The trial, expected to last about three weeks, takes place at a time when critics say prior administrations allowed the U.S. aviation industry to become too consolidated, leading to high prices and sometimes poor treatment of consumers.
The government will argue the partnership known as the Northeast Alliance, unveiled by American Airlines and JetBlue in July 2020, meant that the two companies effectively merged their operations in Boston and New York because they pool revenue on flights into and out of Boston Logan, John F. Kennedy, LaGuardia and Newark Liberty airports.
The alliance, they will argue, will defang JetBlue, a maverick carrier that often offers better fares than legacy carriers. They will also argue that the alliance gave the two airlines more than 80% market share in flights from Boston to Washington, DC and six other airports.

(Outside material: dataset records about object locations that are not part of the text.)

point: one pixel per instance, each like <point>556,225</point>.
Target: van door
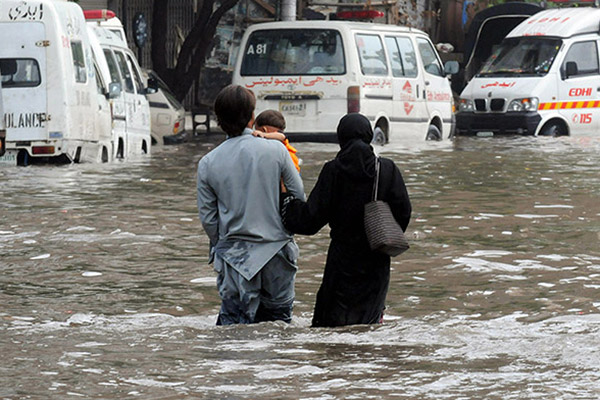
<point>437,90</point>
<point>376,86</point>
<point>409,111</point>
<point>136,105</point>
<point>118,107</point>
<point>579,93</point>
<point>23,68</point>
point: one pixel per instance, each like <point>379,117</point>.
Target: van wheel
<point>104,156</point>
<point>433,133</point>
<point>120,149</point>
<point>554,129</point>
<point>379,137</point>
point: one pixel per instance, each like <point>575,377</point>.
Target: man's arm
<point>207,205</point>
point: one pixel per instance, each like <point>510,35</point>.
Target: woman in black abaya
<point>356,279</point>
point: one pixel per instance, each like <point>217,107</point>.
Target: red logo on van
<point>580,92</point>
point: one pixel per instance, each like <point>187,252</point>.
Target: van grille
<point>497,105</point>
<point>480,105</point>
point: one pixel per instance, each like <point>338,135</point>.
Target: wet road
<point>105,291</point>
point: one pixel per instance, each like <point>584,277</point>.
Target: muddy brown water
<point>105,290</point>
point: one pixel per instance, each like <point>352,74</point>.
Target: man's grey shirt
<point>238,200</point>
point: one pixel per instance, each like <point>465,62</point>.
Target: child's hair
<point>234,107</point>
<point>272,118</point>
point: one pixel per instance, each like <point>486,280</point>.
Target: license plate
<point>9,158</point>
<point>292,108</point>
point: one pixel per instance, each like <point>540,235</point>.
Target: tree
<point>195,48</point>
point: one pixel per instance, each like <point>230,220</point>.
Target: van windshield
<point>525,56</point>
<point>19,72</point>
<point>294,52</point>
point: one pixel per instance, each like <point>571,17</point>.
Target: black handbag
<point>383,232</point>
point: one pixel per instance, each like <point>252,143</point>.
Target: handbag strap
<point>376,183</point>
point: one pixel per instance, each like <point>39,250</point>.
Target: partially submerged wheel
<point>433,133</point>
<point>379,136</point>
<point>554,129</point>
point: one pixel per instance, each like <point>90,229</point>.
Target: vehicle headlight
<point>524,105</point>
<point>466,105</point>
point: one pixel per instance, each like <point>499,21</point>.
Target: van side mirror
<point>114,90</point>
<point>152,86</point>
<point>451,67</point>
<point>571,69</point>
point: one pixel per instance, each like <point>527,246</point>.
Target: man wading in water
<point>238,202</point>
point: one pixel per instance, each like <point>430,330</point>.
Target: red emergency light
<point>361,14</point>
<point>99,14</point>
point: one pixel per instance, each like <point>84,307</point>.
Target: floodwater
<point>105,291</point>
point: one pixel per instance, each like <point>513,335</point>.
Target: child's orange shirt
<point>292,152</point>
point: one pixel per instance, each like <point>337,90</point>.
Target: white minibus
<point>56,107</point>
<point>315,72</point>
<point>543,79</point>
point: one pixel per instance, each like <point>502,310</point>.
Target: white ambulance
<point>117,68</point>
<point>544,79</point>
<point>2,129</point>
<point>56,109</point>
<point>315,72</point>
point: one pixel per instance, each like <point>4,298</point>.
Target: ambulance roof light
<point>361,14</point>
<point>103,15</point>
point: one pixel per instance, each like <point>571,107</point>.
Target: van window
<point>20,72</point>
<point>100,86</point>
<point>585,54</point>
<point>139,83</point>
<point>429,57</point>
<point>402,56</point>
<point>78,62</point>
<point>409,58</point>
<point>125,72</point>
<point>522,56</point>
<point>294,52</point>
<point>372,55</point>
<point>113,69</point>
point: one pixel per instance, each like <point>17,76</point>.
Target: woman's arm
<point>397,195</point>
<point>309,217</point>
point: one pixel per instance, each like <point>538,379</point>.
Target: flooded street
<point>105,290</point>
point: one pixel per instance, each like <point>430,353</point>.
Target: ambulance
<point>119,74</point>
<point>314,72</point>
<point>2,129</point>
<point>57,106</point>
<point>543,79</point>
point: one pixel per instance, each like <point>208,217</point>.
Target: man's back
<point>243,175</point>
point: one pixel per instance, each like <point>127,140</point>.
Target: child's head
<point>270,118</point>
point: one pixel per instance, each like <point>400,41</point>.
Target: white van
<point>117,67</point>
<point>315,72</point>
<point>55,108</point>
<point>2,129</point>
<point>542,80</point>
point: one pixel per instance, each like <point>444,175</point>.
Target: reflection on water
<point>105,291</point>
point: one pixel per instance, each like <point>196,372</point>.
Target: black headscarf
<point>356,157</point>
<point>354,127</point>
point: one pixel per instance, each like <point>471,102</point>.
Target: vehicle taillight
<point>353,99</point>
<point>42,149</point>
<point>102,15</point>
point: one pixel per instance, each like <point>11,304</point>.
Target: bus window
<point>372,56</point>
<point>294,52</point>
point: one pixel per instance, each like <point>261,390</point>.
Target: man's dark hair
<point>271,118</point>
<point>234,106</point>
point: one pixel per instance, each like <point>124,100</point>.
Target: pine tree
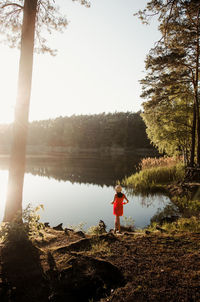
<point>21,21</point>
<point>173,65</point>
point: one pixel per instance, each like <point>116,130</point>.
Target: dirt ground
<point>74,267</point>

The companies are expected to argue that the alliance is pro-competitive because it allows the companies to better compete with Delta Air Lines and United Airlines by allowing the companies to increase capacity. JetBlue, they will say, will remain a maverick.
American is the world’s largest airline. It, Delta, United and Southwest Airlines control over 80% of domestic travel, the government argues.
JetBlue Chief Executive Robin Hayes is the first witness that the government plans to call. Hayes has said that no matter how this proceeding ends up, it will be good for JetBlue’s effort to buy Spirit.
“We’ve had a better effect on lowering fares than low-cost carriers,” Hayes told Reuters earlier this year.
The trial starts after a week in which judges ruled against the government in two antitrust fights – sugar and insurance.